Peptide Synthesis: A Renewable Method
Committee: Langdon Martin, Dana Emmert, Steve Cartier
Custom peptide synthesis has benefitted many areas of research including biochemistry, medicinal chemistry, and pharmaceutical science since its development in the 1950’s. Throughout its development applications have been found in selective peptide drugs, vaccines, the determination of protein function, and the study of enzyme–substrate interactions. Custom peptide synthesis may be performed in either solution- or solid-phase; recently, solid-phase peptide synthesis is preferred due to the high yields and ease of purification associated with it. The objective of this research is to develop a reusable solid-phase resin, by coupling an N-methyl cysteine derivative to TentaGel ® peptide resin. This process creates a permanent amide linkage between the resin and the cysteine derivative. After synthesis of the full-length peptide using Fmoc-based chemistry, cleavage is promoted by acidic conditions, whereby the N-methylated cysteine amide is driven to undergo an N-to-S acyl transfer, forming a thioester.

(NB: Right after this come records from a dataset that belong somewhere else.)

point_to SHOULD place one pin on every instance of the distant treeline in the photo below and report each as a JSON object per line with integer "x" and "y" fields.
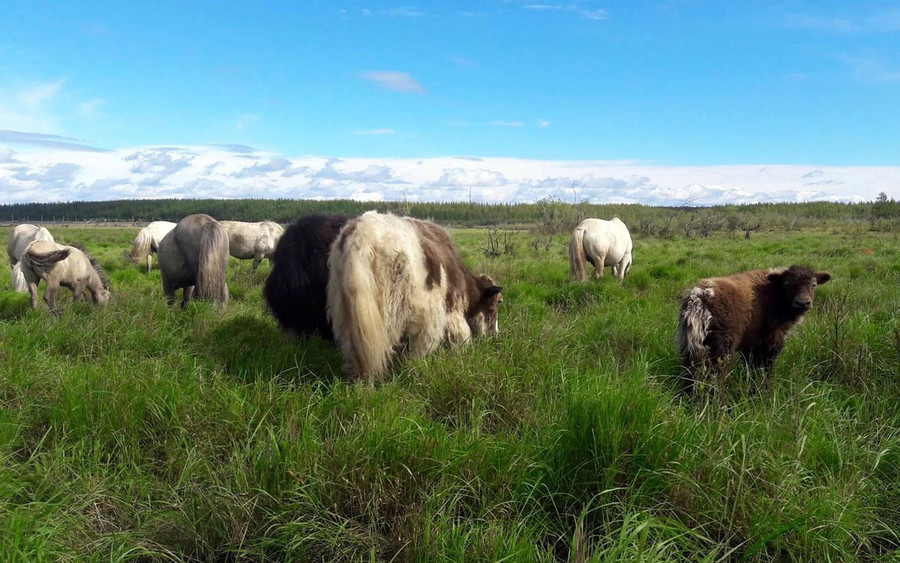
{"x": 882, "y": 214}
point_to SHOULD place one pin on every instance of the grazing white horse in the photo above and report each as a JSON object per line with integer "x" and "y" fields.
{"x": 147, "y": 242}
{"x": 194, "y": 257}
{"x": 252, "y": 240}
{"x": 66, "y": 266}
{"x": 19, "y": 239}
{"x": 602, "y": 243}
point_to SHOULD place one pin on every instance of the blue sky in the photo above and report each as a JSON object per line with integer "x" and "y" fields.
{"x": 669, "y": 83}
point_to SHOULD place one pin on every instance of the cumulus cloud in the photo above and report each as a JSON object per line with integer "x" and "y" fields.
{"x": 469, "y": 177}
{"x": 393, "y": 80}
{"x": 60, "y": 174}
{"x": 276, "y": 164}
{"x": 375, "y": 132}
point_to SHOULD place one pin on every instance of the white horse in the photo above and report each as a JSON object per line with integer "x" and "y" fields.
{"x": 252, "y": 240}
{"x": 147, "y": 242}
{"x": 194, "y": 257}
{"x": 19, "y": 239}
{"x": 602, "y": 243}
{"x": 66, "y": 266}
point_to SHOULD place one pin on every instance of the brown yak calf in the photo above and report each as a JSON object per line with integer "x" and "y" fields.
{"x": 750, "y": 313}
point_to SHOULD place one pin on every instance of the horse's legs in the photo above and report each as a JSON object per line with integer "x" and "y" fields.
{"x": 186, "y": 296}
{"x": 32, "y": 289}
{"x": 50, "y": 295}
{"x": 78, "y": 292}
{"x": 599, "y": 265}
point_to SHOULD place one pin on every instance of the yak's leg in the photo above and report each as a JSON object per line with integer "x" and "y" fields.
{"x": 50, "y": 295}
{"x": 458, "y": 330}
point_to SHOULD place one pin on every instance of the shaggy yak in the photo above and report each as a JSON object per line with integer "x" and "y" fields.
{"x": 397, "y": 281}
{"x": 750, "y": 313}
{"x": 296, "y": 287}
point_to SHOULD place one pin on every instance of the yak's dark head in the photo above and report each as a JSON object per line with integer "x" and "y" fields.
{"x": 486, "y": 312}
{"x": 796, "y": 288}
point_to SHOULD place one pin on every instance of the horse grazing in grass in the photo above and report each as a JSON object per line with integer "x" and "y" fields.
{"x": 66, "y": 266}
{"x": 252, "y": 240}
{"x": 147, "y": 242}
{"x": 296, "y": 287}
{"x": 397, "y": 281}
{"x": 19, "y": 239}
{"x": 602, "y": 243}
{"x": 194, "y": 257}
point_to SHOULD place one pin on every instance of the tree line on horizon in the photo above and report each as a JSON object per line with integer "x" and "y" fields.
{"x": 549, "y": 213}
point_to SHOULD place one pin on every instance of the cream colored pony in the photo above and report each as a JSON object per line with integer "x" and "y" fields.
{"x": 147, "y": 242}
{"x": 194, "y": 257}
{"x": 19, "y": 239}
{"x": 602, "y": 243}
{"x": 252, "y": 240}
{"x": 66, "y": 266}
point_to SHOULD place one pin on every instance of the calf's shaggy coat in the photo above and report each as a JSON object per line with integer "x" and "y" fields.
{"x": 750, "y": 313}
{"x": 296, "y": 287}
{"x": 397, "y": 280}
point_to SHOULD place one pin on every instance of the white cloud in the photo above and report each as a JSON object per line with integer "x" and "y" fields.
{"x": 393, "y": 80}
{"x": 60, "y": 173}
{"x": 871, "y": 68}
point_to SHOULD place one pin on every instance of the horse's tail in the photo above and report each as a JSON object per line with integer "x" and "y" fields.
{"x": 354, "y": 305}
{"x": 35, "y": 260}
{"x": 577, "y": 265}
{"x": 213, "y": 263}
{"x": 141, "y": 247}
{"x": 18, "y": 279}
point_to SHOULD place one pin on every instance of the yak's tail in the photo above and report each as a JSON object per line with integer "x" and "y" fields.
{"x": 577, "y": 264}
{"x": 212, "y": 266}
{"x": 693, "y": 325}
{"x": 141, "y": 247}
{"x": 357, "y": 308}
{"x": 18, "y": 279}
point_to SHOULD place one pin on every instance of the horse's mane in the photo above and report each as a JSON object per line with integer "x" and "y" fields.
{"x": 94, "y": 264}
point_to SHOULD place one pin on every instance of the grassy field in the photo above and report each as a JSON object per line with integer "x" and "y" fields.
{"x": 139, "y": 432}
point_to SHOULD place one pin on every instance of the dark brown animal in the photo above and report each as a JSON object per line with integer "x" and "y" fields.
{"x": 399, "y": 282}
{"x": 296, "y": 287}
{"x": 750, "y": 313}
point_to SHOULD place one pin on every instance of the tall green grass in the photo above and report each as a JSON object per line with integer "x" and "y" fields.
{"x": 139, "y": 432}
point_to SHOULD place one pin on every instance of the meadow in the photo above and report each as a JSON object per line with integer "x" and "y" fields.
{"x": 137, "y": 432}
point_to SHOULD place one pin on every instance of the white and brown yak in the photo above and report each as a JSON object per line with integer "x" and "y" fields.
{"x": 397, "y": 281}
{"x": 750, "y": 313}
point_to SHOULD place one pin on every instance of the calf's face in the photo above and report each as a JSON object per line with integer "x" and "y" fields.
{"x": 796, "y": 287}
{"x": 485, "y": 319}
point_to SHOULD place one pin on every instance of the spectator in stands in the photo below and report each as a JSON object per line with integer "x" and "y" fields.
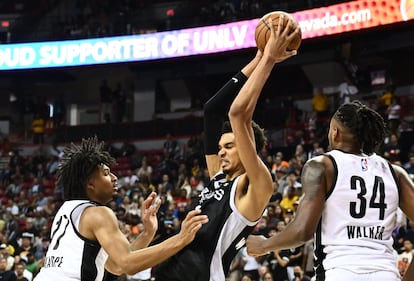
{"x": 145, "y": 169}
{"x": 409, "y": 166}
{"x": 385, "y": 100}
{"x": 346, "y": 91}
{"x": 391, "y": 149}
{"x": 299, "y": 274}
{"x": 5, "y": 253}
{"x": 19, "y": 271}
{"x": 355, "y": 134}
{"x": 320, "y": 104}
{"x": 393, "y": 115}
{"x": 292, "y": 180}
{"x": 26, "y": 245}
{"x": 6, "y": 275}
{"x": 38, "y": 129}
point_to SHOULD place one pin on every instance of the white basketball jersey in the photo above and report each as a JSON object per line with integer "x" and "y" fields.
{"x": 355, "y": 231}
{"x": 71, "y": 256}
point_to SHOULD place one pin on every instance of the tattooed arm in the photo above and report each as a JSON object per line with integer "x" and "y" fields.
{"x": 316, "y": 181}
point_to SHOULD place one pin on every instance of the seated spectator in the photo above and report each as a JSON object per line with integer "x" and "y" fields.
{"x": 392, "y": 149}
{"x": 409, "y": 166}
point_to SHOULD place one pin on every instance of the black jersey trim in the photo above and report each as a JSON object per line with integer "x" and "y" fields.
{"x": 397, "y": 183}
{"x": 335, "y": 176}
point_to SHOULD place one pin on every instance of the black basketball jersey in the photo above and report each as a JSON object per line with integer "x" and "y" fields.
{"x": 209, "y": 256}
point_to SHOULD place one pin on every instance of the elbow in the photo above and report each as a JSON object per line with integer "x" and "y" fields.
{"x": 303, "y": 234}
{"x": 130, "y": 268}
{"x": 306, "y": 235}
{"x": 237, "y": 112}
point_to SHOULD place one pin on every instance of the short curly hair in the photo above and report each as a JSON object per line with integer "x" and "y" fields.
{"x": 259, "y": 134}
{"x": 366, "y": 124}
{"x": 78, "y": 163}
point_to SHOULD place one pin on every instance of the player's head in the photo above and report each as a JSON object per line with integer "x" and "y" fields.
{"x": 360, "y": 126}
{"x": 80, "y": 164}
{"x": 228, "y": 152}
{"x": 259, "y": 136}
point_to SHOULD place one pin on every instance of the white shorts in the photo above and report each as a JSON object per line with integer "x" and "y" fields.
{"x": 338, "y": 274}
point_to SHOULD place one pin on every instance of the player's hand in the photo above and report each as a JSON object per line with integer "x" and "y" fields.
{"x": 254, "y": 245}
{"x": 149, "y": 211}
{"x": 277, "y": 46}
{"x": 191, "y": 224}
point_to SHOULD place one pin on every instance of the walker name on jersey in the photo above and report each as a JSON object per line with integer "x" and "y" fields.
{"x": 52, "y": 261}
{"x": 371, "y": 232}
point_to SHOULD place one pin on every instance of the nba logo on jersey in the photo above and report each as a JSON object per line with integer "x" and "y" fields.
{"x": 364, "y": 164}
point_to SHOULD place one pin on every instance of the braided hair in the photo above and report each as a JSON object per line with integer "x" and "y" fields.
{"x": 259, "y": 135}
{"x": 78, "y": 164}
{"x": 367, "y": 125}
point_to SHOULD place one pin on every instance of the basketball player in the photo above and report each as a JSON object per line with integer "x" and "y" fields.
{"x": 86, "y": 242}
{"x": 351, "y": 197}
{"x": 241, "y": 184}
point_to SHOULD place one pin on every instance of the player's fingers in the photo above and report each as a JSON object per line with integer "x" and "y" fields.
{"x": 293, "y": 34}
{"x": 279, "y": 30}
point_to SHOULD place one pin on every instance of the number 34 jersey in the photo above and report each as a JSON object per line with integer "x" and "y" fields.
{"x": 70, "y": 256}
{"x": 355, "y": 231}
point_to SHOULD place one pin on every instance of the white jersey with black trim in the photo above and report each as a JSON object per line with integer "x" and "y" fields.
{"x": 355, "y": 231}
{"x": 71, "y": 256}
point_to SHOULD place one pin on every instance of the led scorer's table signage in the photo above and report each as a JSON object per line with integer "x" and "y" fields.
{"x": 329, "y": 20}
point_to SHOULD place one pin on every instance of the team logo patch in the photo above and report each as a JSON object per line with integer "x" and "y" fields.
{"x": 364, "y": 164}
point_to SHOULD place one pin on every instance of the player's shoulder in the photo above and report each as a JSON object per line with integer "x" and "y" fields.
{"x": 97, "y": 213}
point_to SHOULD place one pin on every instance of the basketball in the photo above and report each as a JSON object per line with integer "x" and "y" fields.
{"x": 262, "y": 32}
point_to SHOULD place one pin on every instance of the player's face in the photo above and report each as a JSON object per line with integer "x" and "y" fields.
{"x": 229, "y": 155}
{"x": 104, "y": 184}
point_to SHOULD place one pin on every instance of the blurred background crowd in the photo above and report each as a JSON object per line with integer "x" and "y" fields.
{"x": 296, "y": 127}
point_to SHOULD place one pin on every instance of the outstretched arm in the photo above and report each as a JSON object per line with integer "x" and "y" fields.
{"x": 215, "y": 112}
{"x": 308, "y": 214}
{"x": 241, "y": 112}
{"x": 102, "y": 223}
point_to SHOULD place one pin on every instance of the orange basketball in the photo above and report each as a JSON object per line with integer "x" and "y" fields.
{"x": 262, "y": 33}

Treatment of the thioester with a small-molecule thiol will trap the peptide thioester, while the N-methyl cysteine residue remains linked to the resin, and may be reused for building of subsequent peptides. As a model, an initial tripeptide—Tyr-Ala-Gly—was synthesized on the N-methyl cysteine. The model system was successfully cleaved with 40% aqueous 3-mercaptopropionic acid; the UV absorbance of tyrosine was used as an indicator of successful cleavage. A target system, containing a second peptide synthesized on the same resin, is currently under development.